Urine Analysis for Albumin
Urine was collected from individual mice house in metabolic cages for 24-hours. Urine was collected in an antibiotic solution, centrifuged to remove sediment, and stored at −80°C. Standard enzyme-linked immunosorbent assay techniques were used to detect urine albumin using the published methods of Sekine et al. and reported as milligrams of urine albumin per mouse per day .
Serum, whole blood and kidney tissues were collected from mice at the time of sacrifice. Kidney tissue was homogenized and normalized to total protein content, while serum and whole blood were normalized by volume. Sphingolipid content was measured as previously described by the Lipidomics Shared Resource at the Medical University of South Carolina .

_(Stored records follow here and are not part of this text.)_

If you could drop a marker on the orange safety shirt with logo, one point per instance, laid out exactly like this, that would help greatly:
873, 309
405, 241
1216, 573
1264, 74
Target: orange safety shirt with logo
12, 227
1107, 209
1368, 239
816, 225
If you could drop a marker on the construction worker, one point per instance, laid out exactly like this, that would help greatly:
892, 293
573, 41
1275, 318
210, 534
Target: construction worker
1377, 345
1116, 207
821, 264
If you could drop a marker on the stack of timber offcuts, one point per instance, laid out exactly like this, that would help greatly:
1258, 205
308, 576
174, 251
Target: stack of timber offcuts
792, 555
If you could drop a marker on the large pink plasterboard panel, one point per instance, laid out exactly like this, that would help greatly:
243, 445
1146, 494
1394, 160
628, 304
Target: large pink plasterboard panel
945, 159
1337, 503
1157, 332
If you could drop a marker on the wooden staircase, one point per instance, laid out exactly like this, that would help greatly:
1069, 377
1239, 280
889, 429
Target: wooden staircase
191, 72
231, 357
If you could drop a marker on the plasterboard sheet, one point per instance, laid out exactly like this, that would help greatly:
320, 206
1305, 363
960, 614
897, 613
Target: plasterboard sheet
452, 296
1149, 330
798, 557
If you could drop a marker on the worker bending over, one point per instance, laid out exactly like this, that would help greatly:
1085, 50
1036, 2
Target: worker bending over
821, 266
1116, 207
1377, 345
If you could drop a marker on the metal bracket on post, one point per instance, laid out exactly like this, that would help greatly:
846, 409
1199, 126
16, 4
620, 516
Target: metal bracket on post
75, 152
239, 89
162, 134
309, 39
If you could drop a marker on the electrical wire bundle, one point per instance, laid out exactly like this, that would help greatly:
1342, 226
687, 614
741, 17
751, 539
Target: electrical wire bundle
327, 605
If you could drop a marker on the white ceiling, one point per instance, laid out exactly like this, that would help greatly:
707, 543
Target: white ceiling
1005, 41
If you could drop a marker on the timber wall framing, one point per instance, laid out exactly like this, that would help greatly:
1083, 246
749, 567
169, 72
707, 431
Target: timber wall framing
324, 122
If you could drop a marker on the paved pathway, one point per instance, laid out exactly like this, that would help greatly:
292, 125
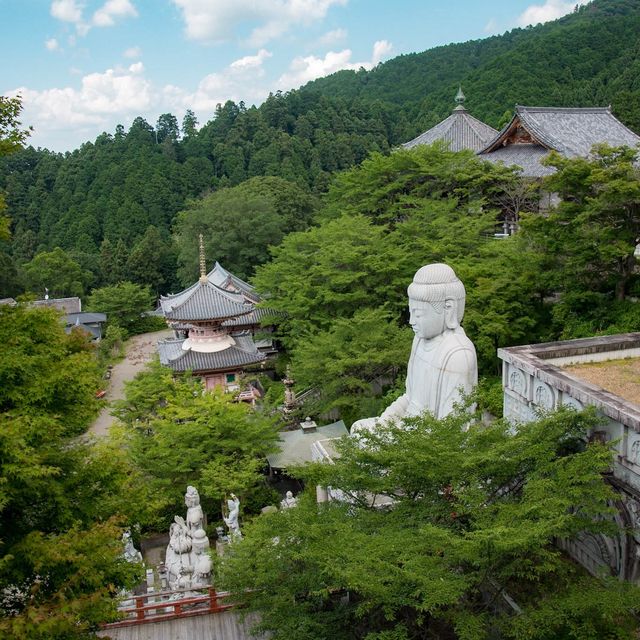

Histological Grading of Renal Tissue
Renal tissue removed at the time of sacrifice was fixed in 4% buffered formaldehyde, embedded in paraffin, sectioned, and stained with hematoxylin and eosin by the MUSC core histopathology laboratory as described . All histological grading was performed (by pathologist P.R.) using a scoring system described previously . Briefly, glomeruli were graded for nine glomerular, nine interstitial, and one vascular elements, each on a zero to four scale with scores being additive. Glomerular elements were hypercellularity, hyperlobularity, crescents, mesangial expansion, necrosis, fibrosis, epithelial reactivity, vasculitis, thrombi, and thickened membranes. Scores for crescents and necrosis were doubled. Joints were scored similarly for synovial thickening, subsynovial fibrosis and fibroblasts, and subsynovial inflammation. Skin pathology was described by the extent of inflammation and vasculitis, including the presence of pigmented macrophages .
Spleen Cell Analysis for Changes in Cell Subsets
Spleen cells were prepared for four color flow cytometry on a FACSCalibur flow cytometer by disruption of spleens and red cell lysis. A total of 106 cells were incubated with anti-mouse CD16/CD32 for blocking Fc receptors. Cells were then incubated with primary Abs in PBS-BSA for 30 min at 4°C (BD Pharmingen, San Diego, CA), washed, and resuspended in 50 µl of PBS-BSA. The following antibodies were used to characterize spleen cell subsets as described : total B cells (B220+, CD3–); total T cells (CD3+) as described .
Urine TXB2 Analysis
Urine TXB2 levels were determined by competitive ELISA after immunoaffinity purification according to the manufacturer’s instructions (TXB2 Express, Cayman Chemical Company, Inc., Ann Arbor, MI). Urine dilution up to 1∶1000 prior to analysis was necessary to remove interference from the urine matrix.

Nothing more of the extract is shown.